We are of the opinion that the foregoing facts were sufficient
to support the Tax Court's finding that the wife was not a partner
in the business. [
Footnote 4] A
partnership is generally said to be created when persons join
together their money, goods, labor, or skill for the purpose of
carrying on a trade, profession, or business and when there is
community of interest in the profits and losses. [
Footnote 5] When the existence of
Page 327 U. S. 287
an alleged partnership arrangement is challenged by outsiders,
the question arises whether the partners really and truly intended
to join together for the purpose of carrying on business and
sharing in the profits or losses or both. And their intention in
this respect is a question of fact, to be determined from testimony
disclosed by their "agreement, considered as a whole, and by their
conduct in execution of its provisions."
Drennen v. London
Assurance Co., 113 U. S. 51,
113 U. S. 56;
Cox v. Hickman, 8 H.L.Cas. 268. We see no reason why this
general rule should not apply in tax cases where the government
challenges the existence of a partnership for tax purposes.
[
Footnote 6] Here, the Tax
Court, acting pursuant to its authority in connection with the
enforcement of federal laws, has found from testimony before it
that respondent and his wife did not intend to carry on business as
a partnership. This finding of fact, since supported by evidence,
is final.
Commissioner v. Heininger, 320 U.
S. 467,
320 U. S. 475;
Dobson v. Commissioner, 320 U. S. 489. The
decision of the Tax Court was therefore correct unless, as
respondent contends, the Tax Court erroneously disregarded or
improperly applied certain legal principles.
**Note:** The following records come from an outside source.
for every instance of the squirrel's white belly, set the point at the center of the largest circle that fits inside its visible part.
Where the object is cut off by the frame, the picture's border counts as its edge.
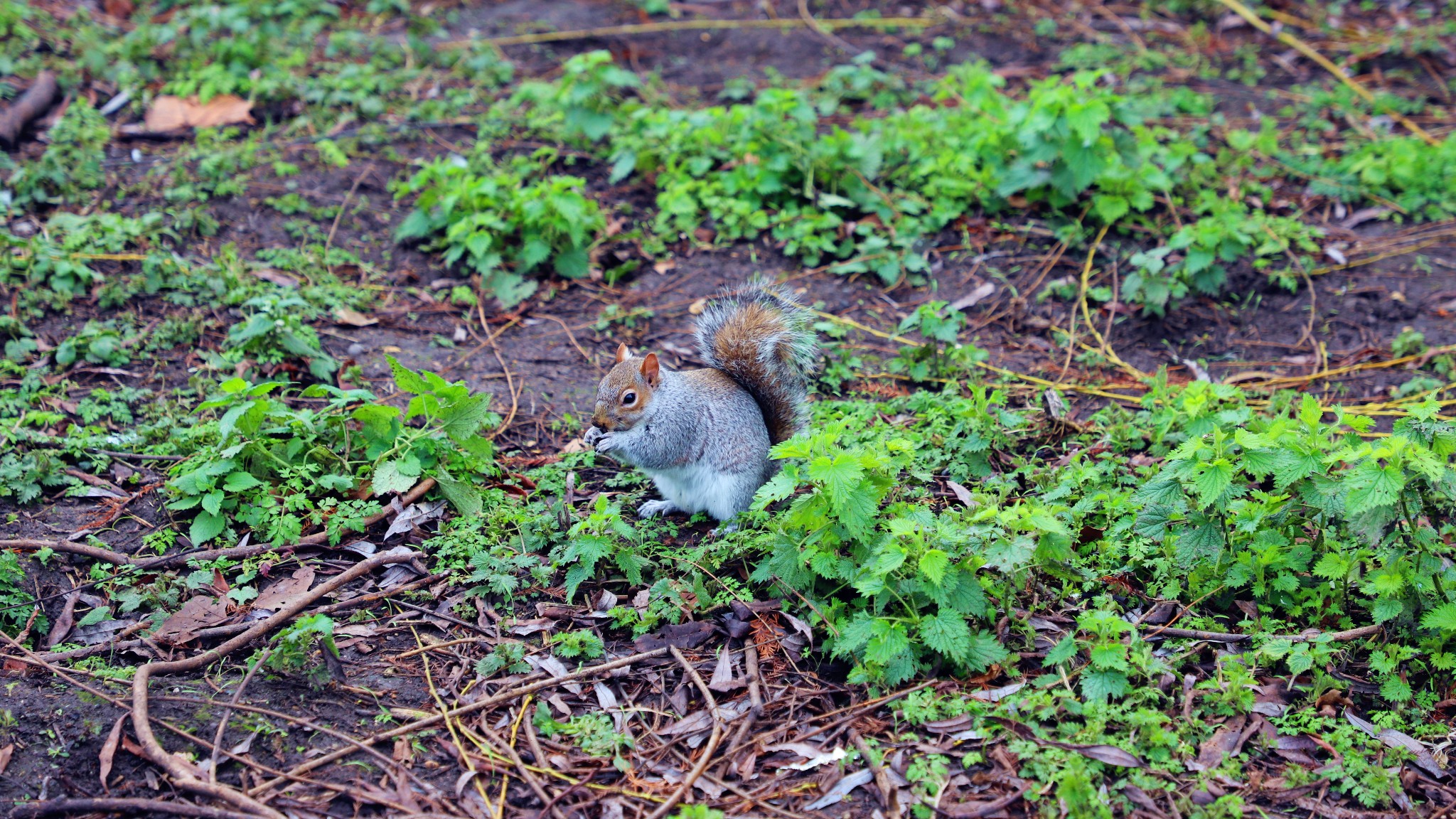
(700, 488)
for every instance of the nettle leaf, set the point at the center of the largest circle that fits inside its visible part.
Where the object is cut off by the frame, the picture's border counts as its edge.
(407, 379)
(948, 634)
(1200, 542)
(205, 527)
(854, 636)
(1062, 652)
(840, 474)
(1100, 687)
(462, 496)
(1332, 566)
(239, 481)
(933, 564)
(389, 478)
(462, 419)
(1110, 656)
(887, 641)
(985, 652)
(1214, 480)
(1371, 486)
(1386, 608)
(1442, 619)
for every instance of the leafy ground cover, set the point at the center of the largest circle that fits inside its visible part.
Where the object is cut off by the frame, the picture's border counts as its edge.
(1129, 487)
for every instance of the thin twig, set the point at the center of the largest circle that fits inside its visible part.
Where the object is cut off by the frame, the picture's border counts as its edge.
(228, 712)
(1229, 637)
(150, 806)
(708, 749)
(505, 749)
(183, 773)
(236, 627)
(1324, 63)
(692, 25)
(340, 216)
(887, 792)
(478, 706)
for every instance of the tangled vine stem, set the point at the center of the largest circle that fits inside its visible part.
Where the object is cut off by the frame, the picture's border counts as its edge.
(144, 806)
(708, 749)
(186, 774)
(235, 552)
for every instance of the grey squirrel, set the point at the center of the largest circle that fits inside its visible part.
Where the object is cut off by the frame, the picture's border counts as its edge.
(704, 436)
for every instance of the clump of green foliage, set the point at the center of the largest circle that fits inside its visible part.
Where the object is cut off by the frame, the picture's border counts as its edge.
(503, 222)
(70, 166)
(277, 469)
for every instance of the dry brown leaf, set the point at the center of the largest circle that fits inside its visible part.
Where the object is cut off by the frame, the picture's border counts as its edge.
(353, 318)
(197, 614)
(286, 591)
(173, 112)
(963, 494)
(722, 680)
(277, 277)
(1224, 741)
(108, 749)
(65, 623)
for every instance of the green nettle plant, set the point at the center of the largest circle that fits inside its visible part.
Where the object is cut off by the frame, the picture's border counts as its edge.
(503, 222)
(900, 582)
(1315, 519)
(279, 470)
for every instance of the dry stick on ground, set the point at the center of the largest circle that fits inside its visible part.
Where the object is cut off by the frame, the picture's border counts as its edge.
(344, 208)
(312, 726)
(572, 338)
(228, 713)
(887, 791)
(31, 105)
(236, 552)
(739, 792)
(1324, 63)
(696, 25)
(150, 806)
(450, 727)
(183, 773)
(548, 802)
(708, 749)
(28, 656)
(478, 706)
(1228, 637)
(233, 628)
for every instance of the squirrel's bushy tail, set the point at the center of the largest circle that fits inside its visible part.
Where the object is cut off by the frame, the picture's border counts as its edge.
(762, 337)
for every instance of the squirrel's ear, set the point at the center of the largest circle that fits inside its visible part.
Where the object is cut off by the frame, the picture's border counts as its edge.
(650, 370)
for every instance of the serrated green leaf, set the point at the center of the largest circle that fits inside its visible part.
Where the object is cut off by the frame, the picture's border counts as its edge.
(933, 564)
(948, 634)
(405, 379)
(205, 527)
(1062, 652)
(389, 478)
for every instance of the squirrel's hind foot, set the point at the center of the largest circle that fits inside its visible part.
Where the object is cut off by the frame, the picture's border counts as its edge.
(654, 508)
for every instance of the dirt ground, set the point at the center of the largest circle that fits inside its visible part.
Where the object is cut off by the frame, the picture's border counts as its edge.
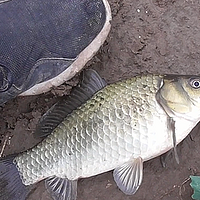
(157, 36)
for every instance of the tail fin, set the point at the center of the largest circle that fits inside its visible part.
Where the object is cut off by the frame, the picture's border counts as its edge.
(11, 186)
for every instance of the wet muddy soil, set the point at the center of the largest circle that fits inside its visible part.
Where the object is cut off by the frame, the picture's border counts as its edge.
(156, 36)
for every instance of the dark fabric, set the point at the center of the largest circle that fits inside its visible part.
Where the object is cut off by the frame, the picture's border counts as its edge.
(33, 29)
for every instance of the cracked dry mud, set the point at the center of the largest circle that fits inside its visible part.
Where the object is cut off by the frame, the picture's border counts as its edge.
(156, 36)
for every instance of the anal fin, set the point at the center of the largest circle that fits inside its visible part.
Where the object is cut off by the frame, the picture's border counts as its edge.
(128, 177)
(61, 189)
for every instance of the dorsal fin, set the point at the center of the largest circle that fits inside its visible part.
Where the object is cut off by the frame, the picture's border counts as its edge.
(90, 84)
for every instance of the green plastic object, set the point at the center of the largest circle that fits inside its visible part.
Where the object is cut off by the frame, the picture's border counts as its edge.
(195, 184)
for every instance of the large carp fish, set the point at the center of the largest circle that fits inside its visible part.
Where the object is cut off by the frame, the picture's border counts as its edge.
(103, 127)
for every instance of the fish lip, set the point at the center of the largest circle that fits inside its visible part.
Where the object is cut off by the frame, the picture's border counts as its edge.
(162, 102)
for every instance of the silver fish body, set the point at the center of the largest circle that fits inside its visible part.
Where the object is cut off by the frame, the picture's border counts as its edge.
(118, 128)
(121, 122)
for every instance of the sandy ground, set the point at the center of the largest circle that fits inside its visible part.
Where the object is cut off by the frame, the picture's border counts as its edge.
(157, 36)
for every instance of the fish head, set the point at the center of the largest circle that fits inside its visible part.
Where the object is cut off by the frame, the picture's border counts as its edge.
(180, 96)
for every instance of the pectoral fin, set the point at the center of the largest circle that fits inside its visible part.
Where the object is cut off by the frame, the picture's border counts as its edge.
(171, 125)
(61, 189)
(128, 177)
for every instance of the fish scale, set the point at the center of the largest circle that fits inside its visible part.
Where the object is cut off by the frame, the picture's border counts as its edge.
(109, 129)
(100, 128)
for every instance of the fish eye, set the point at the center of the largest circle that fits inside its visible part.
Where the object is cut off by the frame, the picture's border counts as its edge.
(195, 83)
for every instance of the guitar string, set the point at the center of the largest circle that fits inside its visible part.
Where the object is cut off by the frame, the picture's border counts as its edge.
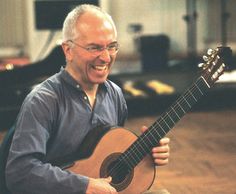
(189, 93)
(119, 164)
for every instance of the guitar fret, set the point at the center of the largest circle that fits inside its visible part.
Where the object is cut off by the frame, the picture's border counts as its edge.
(199, 89)
(159, 129)
(193, 96)
(181, 107)
(175, 112)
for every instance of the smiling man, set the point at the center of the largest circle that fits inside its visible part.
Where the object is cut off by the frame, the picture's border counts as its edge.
(57, 115)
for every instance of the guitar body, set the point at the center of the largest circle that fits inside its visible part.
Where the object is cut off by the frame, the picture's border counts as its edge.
(124, 156)
(109, 147)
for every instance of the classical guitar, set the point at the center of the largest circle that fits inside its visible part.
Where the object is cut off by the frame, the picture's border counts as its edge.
(124, 156)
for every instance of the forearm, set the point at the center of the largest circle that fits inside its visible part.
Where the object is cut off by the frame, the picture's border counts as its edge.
(29, 175)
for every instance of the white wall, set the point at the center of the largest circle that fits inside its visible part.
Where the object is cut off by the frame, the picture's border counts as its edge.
(157, 16)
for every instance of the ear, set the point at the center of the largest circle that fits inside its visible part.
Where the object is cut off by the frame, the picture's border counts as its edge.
(67, 51)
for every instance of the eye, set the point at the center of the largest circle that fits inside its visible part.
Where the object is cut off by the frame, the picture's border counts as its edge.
(113, 46)
(93, 48)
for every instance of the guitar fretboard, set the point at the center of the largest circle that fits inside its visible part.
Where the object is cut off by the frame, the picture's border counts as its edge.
(143, 145)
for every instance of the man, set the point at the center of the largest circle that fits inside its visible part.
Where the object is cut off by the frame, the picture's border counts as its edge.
(56, 116)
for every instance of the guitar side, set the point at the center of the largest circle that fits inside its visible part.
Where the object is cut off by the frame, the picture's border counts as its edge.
(116, 141)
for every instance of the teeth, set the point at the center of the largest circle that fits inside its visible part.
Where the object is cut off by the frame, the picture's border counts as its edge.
(100, 67)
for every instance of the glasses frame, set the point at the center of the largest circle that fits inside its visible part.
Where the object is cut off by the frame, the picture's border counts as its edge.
(97, 50)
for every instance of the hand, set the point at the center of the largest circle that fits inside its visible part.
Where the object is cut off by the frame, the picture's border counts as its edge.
(100, 186)
(161, 152)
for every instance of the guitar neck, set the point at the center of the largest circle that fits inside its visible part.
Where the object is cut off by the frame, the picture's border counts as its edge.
(143, 145)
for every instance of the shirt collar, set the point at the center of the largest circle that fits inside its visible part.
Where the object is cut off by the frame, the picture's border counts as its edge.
(70, 80)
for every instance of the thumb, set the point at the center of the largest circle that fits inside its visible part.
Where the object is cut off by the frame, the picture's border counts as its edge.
(144, 128)
(108, 179)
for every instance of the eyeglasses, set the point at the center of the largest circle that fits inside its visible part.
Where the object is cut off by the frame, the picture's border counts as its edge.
(97, 50)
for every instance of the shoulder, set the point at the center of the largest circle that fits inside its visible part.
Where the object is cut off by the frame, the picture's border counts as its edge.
(113, 86)
(45, 93)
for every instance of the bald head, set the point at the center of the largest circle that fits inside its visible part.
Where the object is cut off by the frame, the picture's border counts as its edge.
(85, 17)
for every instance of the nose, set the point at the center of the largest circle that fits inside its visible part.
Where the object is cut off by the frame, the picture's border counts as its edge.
(105, 56)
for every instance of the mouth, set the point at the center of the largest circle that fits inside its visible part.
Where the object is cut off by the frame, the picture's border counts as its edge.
(100, 67)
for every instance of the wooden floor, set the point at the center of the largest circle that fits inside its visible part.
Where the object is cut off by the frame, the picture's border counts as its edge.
(203, 153)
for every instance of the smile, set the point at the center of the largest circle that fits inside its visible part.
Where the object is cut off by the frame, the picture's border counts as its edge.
(100, 68)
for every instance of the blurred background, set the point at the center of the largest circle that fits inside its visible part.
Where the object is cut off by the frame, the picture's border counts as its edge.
(162, 43)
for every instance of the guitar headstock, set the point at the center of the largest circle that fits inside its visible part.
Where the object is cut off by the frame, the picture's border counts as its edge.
(214, 66)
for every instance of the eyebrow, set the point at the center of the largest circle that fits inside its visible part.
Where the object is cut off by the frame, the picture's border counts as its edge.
(94, 44)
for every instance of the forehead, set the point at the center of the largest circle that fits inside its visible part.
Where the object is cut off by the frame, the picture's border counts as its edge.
(95, 27)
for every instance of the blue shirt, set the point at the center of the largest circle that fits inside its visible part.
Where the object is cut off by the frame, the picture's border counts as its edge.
(53, 121)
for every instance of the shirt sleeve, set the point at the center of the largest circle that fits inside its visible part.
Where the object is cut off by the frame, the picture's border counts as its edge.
(27, 171)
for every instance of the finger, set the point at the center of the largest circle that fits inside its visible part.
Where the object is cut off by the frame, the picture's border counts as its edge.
(144, 128)
(108, 179)
(164, 141)
(162, 156)
(161, 149)
(161, 162)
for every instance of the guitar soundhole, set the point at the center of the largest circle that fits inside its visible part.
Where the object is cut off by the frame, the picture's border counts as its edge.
(120, 173)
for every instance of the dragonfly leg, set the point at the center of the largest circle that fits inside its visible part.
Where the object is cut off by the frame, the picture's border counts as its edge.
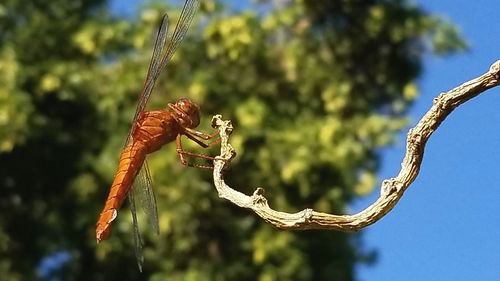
(201, 135)
(183, 154)
(200, 143)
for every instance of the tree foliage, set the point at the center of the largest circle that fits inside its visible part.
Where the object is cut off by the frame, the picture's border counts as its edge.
(314, 89)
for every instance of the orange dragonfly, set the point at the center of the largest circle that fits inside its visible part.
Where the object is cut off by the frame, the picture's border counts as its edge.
(150, 131)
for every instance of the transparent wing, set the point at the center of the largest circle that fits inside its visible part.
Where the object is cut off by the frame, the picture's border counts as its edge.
(149, 83)
(161, 57)
(138, 244)
(143, 191)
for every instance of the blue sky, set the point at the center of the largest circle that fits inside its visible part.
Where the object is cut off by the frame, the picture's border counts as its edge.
(445, 226)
Respondent contends that the partnership arrangement here in
question would have been valid under Michigan law, and argues that
the Tax Court should consequently have held it valid for tax
purposes also. But the Tax Court in making a final authoritative
finding on the question whether this was a real partnership is not
governed by how Michigan law might treat the same circumstances for
purposes of state law. Thus, Michigan could and might decide that
the stock transfer here was sufficient under state law to pass
title to the wife, so that, in the
Page 327 U. S. 288
event of her death it would pass to whatever members of her
family would be entitled to receive it under Michigan's law of
descent and distribution . But Michigan cannot, by its decisions
and laws governing questions over which it has final say, also
decide issues of federal tax law, and thus hamper the effective
enforcement of a valid federal tax levied against earned income.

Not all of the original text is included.